The Impact of China
Written by: Ryan Bouchey
The two leading sources of the markets bad fortunes of late are the Federal Reserve and China. We’ve discussed in great detail our perspective regarding the Fed – essentially that uncertainty is rattling the markets and when the Fed does decide to raise rates it should help the stock market. We haven’t spent as much time discussing China, but let’s quickly touch upon some reasons why the fear of a Chinese meltdown is a little overblown and shouldn’t affect the U.S. stock market to the extent that it has.

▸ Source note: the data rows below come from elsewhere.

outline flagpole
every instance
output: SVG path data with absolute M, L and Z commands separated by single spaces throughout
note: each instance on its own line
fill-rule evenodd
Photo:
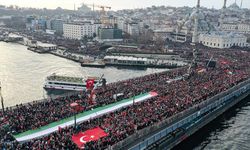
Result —
M 76 111 L 75 111 L 75 115 L 74 115 L 74 120 L 75 120 L 75 132 L 76 132 Z
M 135 95 L 133 94 L 133 106 L 135 105 Z

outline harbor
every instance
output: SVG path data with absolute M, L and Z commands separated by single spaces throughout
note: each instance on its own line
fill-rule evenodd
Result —
M 157 55 L 157 54 L 133 54 L 133 53 L 114 53 L 103 58 L 95 59 L 94 57 L 71 53 L 64 47 L 50 43 L 31 40 L 17 34 L 9 33 L 3 37 L 5 42 L 16 42 L 28 46 L 27 50 L 39 54 L 53 54 L 80 63 L 82 67 L 104 68 L 104 67 L 128 67 L 128 68 L 162 68 L 173 69 L 188 65 L 180 59 L 178 55 Z

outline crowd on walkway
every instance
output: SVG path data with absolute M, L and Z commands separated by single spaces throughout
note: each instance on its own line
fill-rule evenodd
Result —
M 250 77 L 250 53 L 240 50 L 202 50 L 203 59 L 213 57 L 215 68 L 198 63 L 190 76 L 171 80 L 187 73 L 187 67 L 155 73 L 111 83 L 95 90 L 95 104 L 89 104 L 86 93 L 17 105 L 0 113 L 0 149 L 77 149 L 72 142 L 73 127 L 64 128 L 40 139 L 18 143 L 11 134 L 36 129 L 51 122 L 73 116 L 69 105 L 78 102 L 83 111 L 107 105 L 125 98 L 155 91 L 157 97 L 135 103 L 110 114 L 80 123 L 78 129 L 86 131 L 101 127 L 108 133 L 99 141 L 85 145 L 85 149 L 105 149 L 124 140 L 138 130 L 154 125 L 187 108 L 225 91 Z M 168 82 L 168 81 L 172 82 Z M 119 97 L 115 95 L 120 95 Z

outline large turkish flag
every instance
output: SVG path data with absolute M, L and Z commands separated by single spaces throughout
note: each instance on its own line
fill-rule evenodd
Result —
M 90 141 L 96 141 L 108 134 L 100 127 L 89 129 L 85 132 L 79 132 L 78 134 L 72 135 L 72 141 L 81 149 L 84 149 L 84 145 Z

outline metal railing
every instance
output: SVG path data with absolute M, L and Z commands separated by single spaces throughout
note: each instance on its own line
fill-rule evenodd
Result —
M 40 99 L 40 100 L 34 100 L 34 101 L 27 102 L 27 103 L 22 103 L 22 106 L 29 106 L 29 104 L 33 104 L 33 103 L 48 102 L 48 101 L 54 100 L 56 98 L 68 97 L 68 96 L 73 96 L 76 94 L 79 94 L 79 92 L 75 92 L 75 91 L 67 92 L 67 93 L 60 94 L 60 95 L 49 96 L 47 98 Z M 17 106 L 19 106 L 19 104 L 15 105 L 15 106 L 6 107 L 5 110 L 6 109 L 15 109 L 15 108 L 17 108 Z M 0 109 L 0 111 L 2 111 L 2 108 Z

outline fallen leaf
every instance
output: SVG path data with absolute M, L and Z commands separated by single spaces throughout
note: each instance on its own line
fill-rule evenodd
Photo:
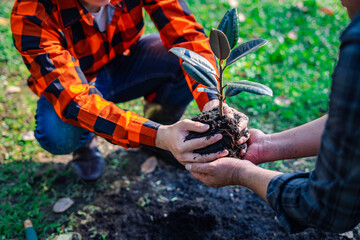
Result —
M 157 164 L 158 161 L 155 156 L 149 157 L 143 164 L 141 164 L 141 172 L 151 173 L 155 170 Z
M 238 0 L 229 0 L 229 5 L 232 8 L 236 8 L 239 6 L 239 2 L 238 2 Z
M 239 22 L 245 22 L 246 17 L 243 13 L 239 13 L 238 16 L 239 16 Z
M 346 237 L 348 239 L 353 239 L 354 238 L 354 232 L 353 231 L 348 231 L 348 232 L 344 232 L 344 233 L 340 233 L 340 236 Z
M 62 213 L 68 210 L 72 205 L 74 204 L 74 201 L 70 198 L 60 198 L 53 206 L 53 211 L 55 213 Z
M 275 97 L 274 103 L 279 106 L 289 106 L 291 104 L 291 100 L 284 96 L 280 96 Z
M 34 131 L 28 131 L 21 135 L 21 139 L 23 141 L 33 141 L 35 140 Z
M 10 20 L 8 18 L 0 17 L 0 26 L 9 25 Z
M 8 86 L 5 89 L 5 93 L 18 93 L 21 91 L 21 88 L 18 86 Z
M 297 40 L 298 39 L 298 34 L 296 31 L 291 31 L 288 33 L 288 38 L 292 39 L 292 40 Z
M 330 8 L 327 8 L 327 7 L 320 8 L 320 12 L 323 12 L 323 13 L 325 13 L 327 15 L 330 15 L 330 16 L 334 15 L 334 11 L 331 10 Z

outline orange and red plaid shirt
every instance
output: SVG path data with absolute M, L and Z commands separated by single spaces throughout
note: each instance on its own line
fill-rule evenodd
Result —
M 120 109 L 95 88 L 96 73 L 123 54 L 144 32 L 143 8 L 168 49 L 195 51 L 215 66 L 208 39 L 183 0 L 112 0 L 105 33 L 78 0 L 17 0 L 11 29 L 31 77 L 29 87 L 45 96 L 60 118 L 123 147 L 155 145 L 158 124 Z M 200 109 L 209 101 L 186 73 Z

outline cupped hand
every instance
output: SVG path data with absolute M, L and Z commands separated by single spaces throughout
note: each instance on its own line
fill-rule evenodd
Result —
M 244 156 L 245 159 L 254 164 L 266 162 L 265 144 L 268 142 L 267 135 L 258 129 L 250 129 L 250 139 L 247 142 L 248 149 Z
M 208 187 L 241 185 L 241 172 L 255 166 L 247 160 L 219 158 L 209 163 L 188 163 L 186 169 Z
M 156 147 L 170 151 L 183 165 L 189 162 L 209 162 L 226 156 L 228 154 L 227 150 L 208 155 L 200 155 L 193 152 L 196 149 L 205 148 L 216 143 L 222 138 L 221 134 L 216 134 L 210 138 L 202 137 L 185 141 L 190 131 L 202 133 L 208 129 L 209 125 L 207 124 L 187 119 L 173 125 L 163 125 L 158 129 L 155 145 Z

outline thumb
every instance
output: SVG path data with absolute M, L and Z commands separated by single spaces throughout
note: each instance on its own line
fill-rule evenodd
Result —
M 209 125 L 191 120 L 182 121 L 182 128 L 187 131 L 203 133 L 209 130 Z
M 185 165 L 186 170 L 191 173 L 209 174 L 209 163 L 188 163 Z

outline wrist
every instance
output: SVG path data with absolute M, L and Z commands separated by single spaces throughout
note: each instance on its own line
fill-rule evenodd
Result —
M 253 161 L 255 164 L 261 164 L 265 162 L 272 162 L 278 160 L 278 149 L 273 134 L 265 134 L 259 142 L 258 152 L 256 159 Z
M 248 160 L 239 160 L 241 162 L 238 163 L 233 177 L 234 185 L 242 185 L 246 186 L 246 181 L 252 177 L 253 168 L 257 167 L 255 164 Z
M 267 134 L 263 143 L 263 159 L 265 162 L 286 159 L 290 139 L 283 139 L 278 133 Z
M 168 131 L 168 126 L 166 125 L 161 125 L 156 133 L 156 137 L 155 137 L 155 147 L 164 149 L 164 150 L 168 150 L 167 149 L 167 145 L 166 143 L 166 139 L 167 139 L 167 131 Z
M 237 170 L 236 184 L 251 189 L 267 202 L 266 193 L 270 181 L 282 173 L 263 169 L 249 161 L 246 162 L 245 164 L 241 164 L 241 167 Z
M 271 162 L 274 159 L 274 150 L 275 146 L 273 145 L 273 136 L 272 134 L 265 134 L 263 141 L 260 147 L 260 158 L 263 159 L 262 162 Z

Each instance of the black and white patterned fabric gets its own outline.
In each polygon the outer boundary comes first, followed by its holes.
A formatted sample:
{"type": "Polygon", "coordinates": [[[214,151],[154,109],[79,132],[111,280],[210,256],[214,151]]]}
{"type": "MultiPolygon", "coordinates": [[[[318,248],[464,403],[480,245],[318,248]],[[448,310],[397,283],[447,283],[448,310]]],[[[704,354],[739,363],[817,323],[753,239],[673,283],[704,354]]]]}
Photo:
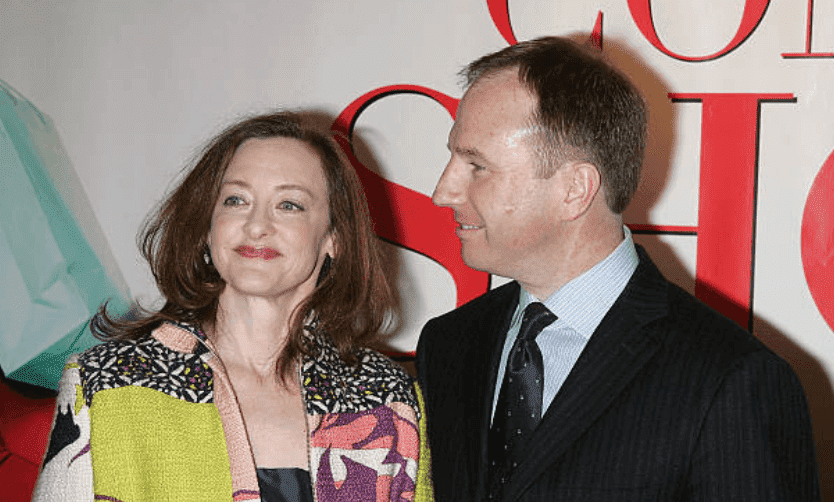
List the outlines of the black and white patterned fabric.
{"type": "Polygon", "coordinates": [[[127,385],[164,392],[189,403],[212,402],[213,372],[199,355],[169,349],[152,337],[111,341],[78,359],[84,399],[90,405],[101,390],[127,385]]]}
{"type": "Polygon", "coordinates": [[[413,378],[384,355],[359,349],[359,364],[346,365],[323,335],[313,335],[319,353],[301,363],[308,414],[359,413],[393,402],[417,408],[413,378]]]}
{"type": "MultiPolygon", "coordinates": [[[[205,340],[198,328],[175,325],[205,340]]],[[[359,413],[393,402],[417,407],[413,378],[399,365],[376,351],[359,349],[359,364],[348,366],[326,336],[311,336],[318,354],[301,363],[307,413],[359,413]]],[[[198,343],[195,353],[184,354],[153,337],[97,345],[79,357],[84,399],[89,405],[100,390],[134,385],[190,403],[212,402],[213,373],[202,359],[205,350],[198,343]]]]}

The slowdown in China should certainly raise concerns, but not to the extent of causing a correction in our own markets. When you think back to China devaluing their currency, yes it was a sign that their economy wasn’t growing as they had hoped and the government was looking for a way to boost output, but it must also be discussed that this isn’t a death sentence to U.S. manufacturing and output. The Chinese Yuan started off devalued by only a few percentage points and it caused massive losses to the U.S. stock market. Over that same time frame, the Japanese yen was down over 17% and the Euro was down over 16% – two countries/regions that are larger trading partners. At the end of the day the devaluation of the Chinese yuan shouldn’t be of major concern.
It’s not a great thing to see the slowdown in the Chinese economy, however their slow economy is still growing at a rate of 4-6% per year, well above our average of 2% since the great recession. A couple of things to keep in mind regarding China’s GDP. For one, exports of U.S. goods to China represent 0.7% of our GDP. A slowdown in China will do very little to affect the U.S. economy. Secondly, the slowdown in China can partially be attributed to a maturing consumer-driven economy, which long-term may strengthen their overall economy. In the past, their growth was attributed to industrial output and an economy driven by exports. Now it’s relying more on consumption-led growth which is a good thing and indicates a more developed economy. This type of economic growth will never be able to maintain the double digit growth we were used to seeing in China and that’s okay.
As stated above, there is certainly reason for concern with the recent news from China. But there is a big difference between being concerned and overreacting and thus far the markets seem to be overreacting. We live in an ever shrinking world due to advances in technology, but keep in mind when you hear any further negative news out of China just what it really means to U.S. companies and their stock value. More times than not, it shouldn’t be a huge concern.